For the fiscal year ended December 31, 2023, the company’s gross profit reached J$983 million, a 19 per cent increase in 2022, while its gross profit percentage increased by per cent. Pre-tax profit grew by 21 per cent from J$283 million in 2022 to J$332 million in 2023, profit after tax increased by 12 per cent, and expenses rose eight per cent, moving from J$609 million to J$660 million.

Among the best-performing areas were SEEK, which experienced its best year ever, with over J$97 million in revenues and its furniture line, Evolve, which surpassed J$100 million in sales. The company also increased its inventory management and warehousing capacity, adding 3,000 square feet of storage in Montego Bay and constructing a new 5,000 square-foot building on its Beechwood Avenue property, bringing total warehousing capacity to over 50,000 square feet. 

Planned expansion

SOS also purchased two new properties in Kingston with plans to erect two additional warehouses to further increase storage capacity by 40 per cent in 2024. Meanwhile, the last quarter of 2023 saw a slowdown in revenues, which declined by five per cent, dropping from J$430 million to J$408 million. 

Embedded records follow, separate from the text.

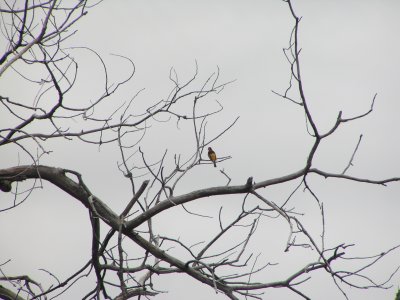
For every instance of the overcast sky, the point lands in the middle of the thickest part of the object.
(350, 51)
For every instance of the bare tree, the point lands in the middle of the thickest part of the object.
(35, 33)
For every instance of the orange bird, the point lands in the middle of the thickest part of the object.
(212, 156)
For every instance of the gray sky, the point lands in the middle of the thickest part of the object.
(349, 53)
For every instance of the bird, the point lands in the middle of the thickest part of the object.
(212, 156)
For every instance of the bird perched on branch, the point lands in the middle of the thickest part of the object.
(212, 156)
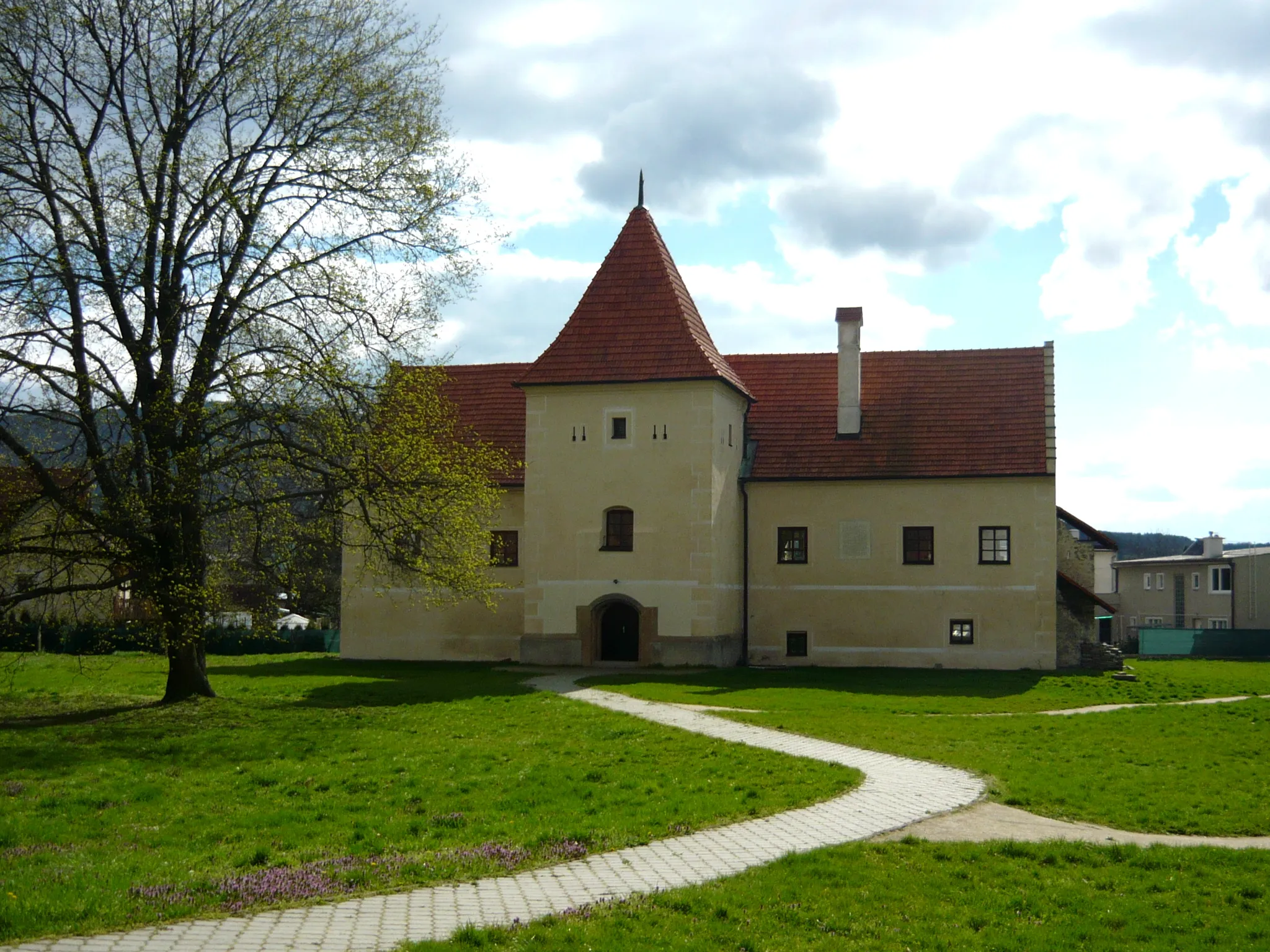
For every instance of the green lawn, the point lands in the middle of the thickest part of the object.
(310, 777)
(901, 896)
(1166, 770)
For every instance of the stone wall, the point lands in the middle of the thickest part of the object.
(1075, 624)
(1075, 558)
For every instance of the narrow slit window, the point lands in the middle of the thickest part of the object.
(505, 549)
(796, 644)
(619, 531)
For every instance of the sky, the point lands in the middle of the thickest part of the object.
(977, 174)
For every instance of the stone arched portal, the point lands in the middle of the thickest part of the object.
(619, 632)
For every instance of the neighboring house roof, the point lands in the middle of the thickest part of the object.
(1078, 588)
(1099, 539)
(636, 323)
(1173, 560)
(492, 407)
(1249, 551)
(925, 413)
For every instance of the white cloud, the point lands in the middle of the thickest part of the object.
(1231, 268)
(963, 117)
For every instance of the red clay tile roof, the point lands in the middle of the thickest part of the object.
(636, 323)
(1080, 589)
(926, 413)
(492, 408)
(1100, 539)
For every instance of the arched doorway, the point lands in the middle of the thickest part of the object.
(619, 632)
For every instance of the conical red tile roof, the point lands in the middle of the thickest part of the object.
(636, 323)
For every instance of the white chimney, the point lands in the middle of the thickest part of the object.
(850, 319)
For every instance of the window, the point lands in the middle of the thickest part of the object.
(1220, 578)
(619, 531)
(993, 545)
(791, 545)
(796, 644)
(505, 547)
(918, 545)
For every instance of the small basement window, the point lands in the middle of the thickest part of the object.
(791, 545)
(505, 547)
(918, 545)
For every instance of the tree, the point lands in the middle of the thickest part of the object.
(224, 224)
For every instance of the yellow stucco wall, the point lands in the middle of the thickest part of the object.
(682, 489)
(386, 619)
(878, 611)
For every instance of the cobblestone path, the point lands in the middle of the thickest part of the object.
(895, 792)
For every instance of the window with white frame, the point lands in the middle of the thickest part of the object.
(1220, 578)
(993, 545)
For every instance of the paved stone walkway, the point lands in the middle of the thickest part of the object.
(895, 792)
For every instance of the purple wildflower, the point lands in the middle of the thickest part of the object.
(567, 850)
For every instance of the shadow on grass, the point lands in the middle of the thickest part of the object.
(883, 682)
(88, 716)
(381, 683)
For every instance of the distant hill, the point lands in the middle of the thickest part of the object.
(1152, 545)
(1148, 545)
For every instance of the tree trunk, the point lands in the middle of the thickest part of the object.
(187, 672)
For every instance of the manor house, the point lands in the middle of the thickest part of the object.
(678, 506)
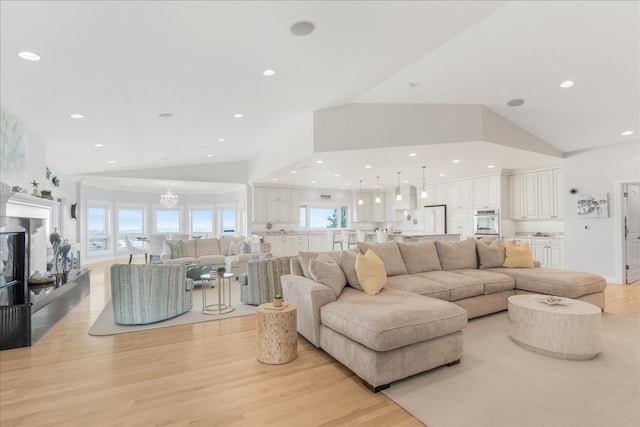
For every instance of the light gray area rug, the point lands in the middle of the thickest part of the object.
(498, 383)
(105, 324)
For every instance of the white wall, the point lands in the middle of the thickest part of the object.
(598, 170)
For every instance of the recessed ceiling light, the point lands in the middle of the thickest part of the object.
(302, 28)
(29, 56)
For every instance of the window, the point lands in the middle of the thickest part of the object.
(97, 228)
(130, 223)
(201, 221)
(167, 221)
(324, 217)
(228, 221)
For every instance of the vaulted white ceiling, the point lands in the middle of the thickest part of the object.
(122, 64)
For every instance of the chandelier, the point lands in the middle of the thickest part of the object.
(168, 199)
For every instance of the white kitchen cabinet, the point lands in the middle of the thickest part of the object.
(486, 192)
(316, 242)
(460, 194)
(364, 212)
(524, 195)
(548, 251)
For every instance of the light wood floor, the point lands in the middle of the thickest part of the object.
(203, 374)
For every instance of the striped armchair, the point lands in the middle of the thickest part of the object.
(149, 293)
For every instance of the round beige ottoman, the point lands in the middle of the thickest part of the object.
(276, 333)
(571, 331)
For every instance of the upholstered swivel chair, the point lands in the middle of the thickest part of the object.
(149, 293)
(133, 250)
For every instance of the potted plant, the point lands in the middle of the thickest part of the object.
(277, 300)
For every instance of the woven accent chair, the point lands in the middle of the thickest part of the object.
(149, 293)
(263, 280)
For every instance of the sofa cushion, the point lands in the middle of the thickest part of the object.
(176, 248)
(518, 256)
(493, 282)
(457, 255)
(371, 272)
(389, 254)
(327, 271)
(419, 257)
(208, 247)
(460, 286)
(391, 319)
(347, 262)
(190, 248)
(418, 285)
(218, 260)
(490, 254)
(552, 281)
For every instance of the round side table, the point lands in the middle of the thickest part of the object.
(276, 333)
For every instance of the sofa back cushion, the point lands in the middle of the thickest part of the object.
(326, 270)
(389, 254)
(419, 257)
(457, 255)
(208, 247)
(490, 253)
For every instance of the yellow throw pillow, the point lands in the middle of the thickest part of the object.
(518, 256)
(371, 273)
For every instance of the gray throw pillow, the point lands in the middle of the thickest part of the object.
(389, 253)
(490, 255)
(326, 270)
(419, 257)
(347, 263)
(457, 255)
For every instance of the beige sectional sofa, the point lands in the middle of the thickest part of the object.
(415, 323)
(232, 253)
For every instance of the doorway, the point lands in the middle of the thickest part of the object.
(631, 229)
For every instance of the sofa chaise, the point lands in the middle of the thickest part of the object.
(431, 289)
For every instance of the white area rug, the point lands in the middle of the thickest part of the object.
(499, 383)
(105, 324)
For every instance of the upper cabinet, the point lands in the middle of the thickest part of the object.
(486, 192)
(460, 194)
(537, 195)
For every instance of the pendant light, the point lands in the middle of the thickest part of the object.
(423, 194)
(377, 200)
(398, 195)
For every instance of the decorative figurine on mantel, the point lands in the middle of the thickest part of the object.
(35, 189)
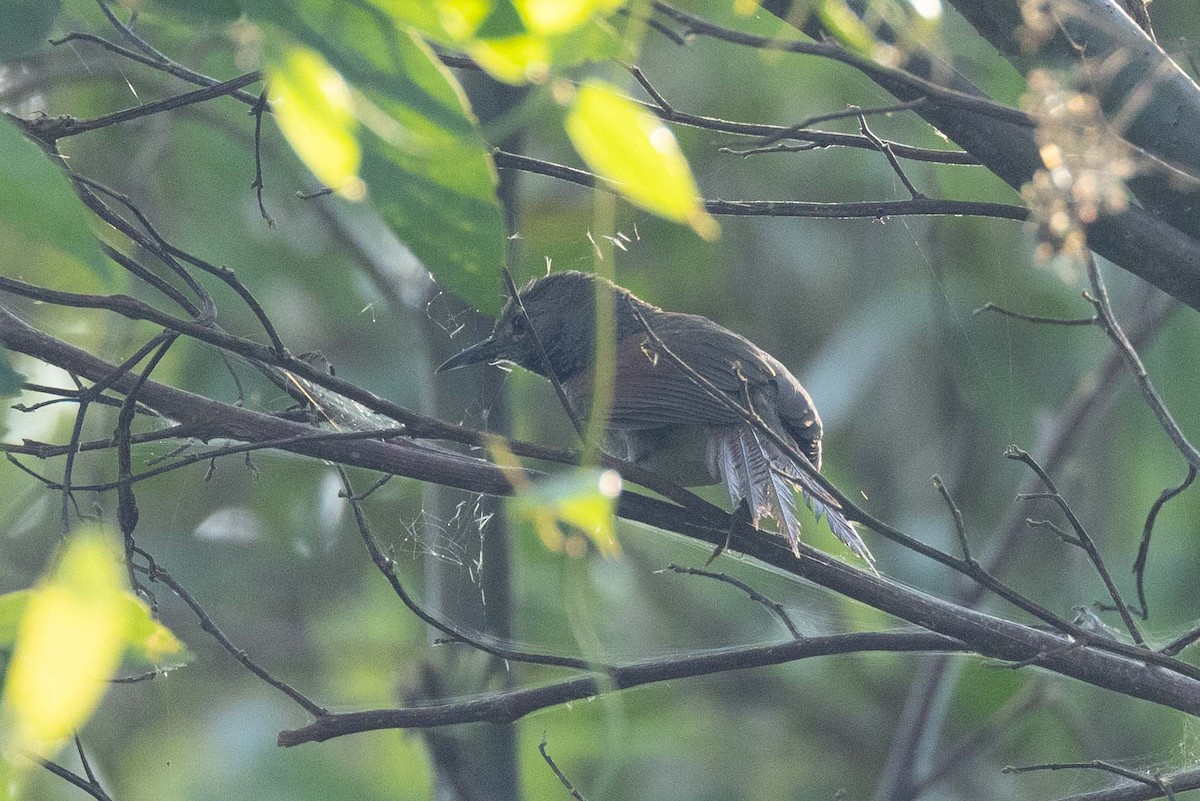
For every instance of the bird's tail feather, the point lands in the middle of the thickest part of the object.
(757, 470)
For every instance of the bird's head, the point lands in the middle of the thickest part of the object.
(557, 311)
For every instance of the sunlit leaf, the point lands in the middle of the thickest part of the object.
(633, 149)
(69, 644)
(149, 640)
(40, 209)
(315, 109)
(585, 499)
(425, 163)
(10, 379)
(845, 25)
(559, 16)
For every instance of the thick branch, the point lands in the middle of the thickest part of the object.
(987, 634)
(509, 706)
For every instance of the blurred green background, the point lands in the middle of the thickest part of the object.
(875, 317)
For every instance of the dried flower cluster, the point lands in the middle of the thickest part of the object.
(1085, 166)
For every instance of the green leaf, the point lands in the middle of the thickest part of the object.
(562, 16)
(69, 644)
(12, 609)
(846, 26)
(631, 148)
(582, 498)
(25, 25)
(425, 164)
(40, 211)
(222, 11)
(149, 640)
(10, 379)
(315, 110)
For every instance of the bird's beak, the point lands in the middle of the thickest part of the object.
(480, 351)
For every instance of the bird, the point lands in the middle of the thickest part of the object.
(691, 401)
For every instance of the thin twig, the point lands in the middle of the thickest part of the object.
(883, 148)
(772, 606)
(1099, 299)
(1156, 782)
(257, 185)
(957, 516)
(1085, 540)
(155, 572)
(1139, 564)
(562, 777)
(1035, 318)
(869, 210)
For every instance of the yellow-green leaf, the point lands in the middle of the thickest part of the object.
(583, 498)
(69, 645)
(12, 609)
(148, 639)
(631, 148)
(846, 26)
(514, 59)
(315, 109)
(561, 16)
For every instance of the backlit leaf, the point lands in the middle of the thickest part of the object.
(585, 499)
(633, 149)
(69, 644)
(315, 109)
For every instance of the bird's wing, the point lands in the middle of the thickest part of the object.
(657, 391)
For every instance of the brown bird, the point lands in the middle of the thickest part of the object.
(661, 417)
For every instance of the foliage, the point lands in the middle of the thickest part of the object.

Gross profit slightly decreased by 1.5 per cent, from J$207 million to J$204 million, while pre-tax profit saw a substantial decrease of 40 per cent, falling from J$41.2 million to J$24 million. Expenses increased by 10%, rising from J$166 million to J$182 million.

McDaniel notes that “although the fourth quarter didn’t perform as well as we’d hoped, there were still many positive milestones that advanced our long-term goals”.

“For example, we shipped out the fifth and sixth containers of our furniture lines to The Office Authority in Trinidad; we confirmed a new regional dealer, ‘Décor Office’, in St. Lucia, and we placed an order to purchase new machinery for the SEEK factory to double our output in 2024. We might’ve hit a slow period this quarter, but we’ve had a standout year. And the strategic moves we’ve made are paving the way for even stronger performance in the years to come,” he added.

Section of the Beechwood Avenue-based Stationery and Office Supplies’ delivery fleet. (Photo: Facebook @StationeryandOfficeSupplies)

At the end of the year, SOS increased its total assets by 25 per cent from J$1.39 billion at the end of 2022 to J$1.74 billion at year-end 2023. Fixed assets also rose by 36 per cent with the purchase of two additional properties. 

Earnings per share at the end of 2023 was J$1.15, an increase of J$.12 compared to the J$1.03 at the end of 2022. During the year SOS was able to establish new partnerships in Trinidad, St. Lucia and the Cayman Islands while hitting its highest revenues with SEEK and significantly boosting its warehousing capabilities.